Я задумался. Меч. Сова. Великая Сова. Шингхо. Я явно откуда-то знал этот меч, но не мог сказать, что еще я выучил в своих зубодробительных уроках здесь, на Кромке. Разве что…

— Помолчи, — брюзгливо сказала Великая Сова. — Успеешь. Подумай еще. От этого кое-что зависит.

— Что? — все-таки я не говорил, а спрашивал.

— Судьба майората Вейа. А теперь заткнись. И думай.

Минуты кинулись одна за другой вокруг подставки.
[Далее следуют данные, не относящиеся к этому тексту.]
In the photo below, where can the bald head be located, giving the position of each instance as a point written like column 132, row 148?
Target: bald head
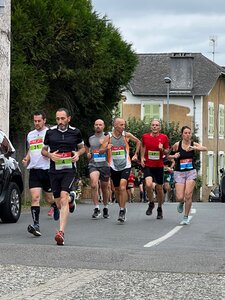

Вокруг Великой Совы. Вокруг меня. Молчала Великая Сова, помалкивал Меч, смотрели на меня Великие Совы, утих Шингхо. Молчал и я. Что еще я смог усвоить?

Ответ стукнул меня совершенно неожиданно. Как ему и положено. Раз меня допрашивают, то это неспроста. А раз так — то это для чего-то надо, так как ничего просто так не бывает. И темнота под потолком на миг показалась мне разбросанными по полку черными прядями Ягой. Не хватало только ее звериной улыбки.

— Я не знаю этого меча. Но ты что-то должна сказать мне, Великая Сова.

— Да ну? — восхитилась Великая Сова.

— Да. Потому, что ничего просто так не бывает.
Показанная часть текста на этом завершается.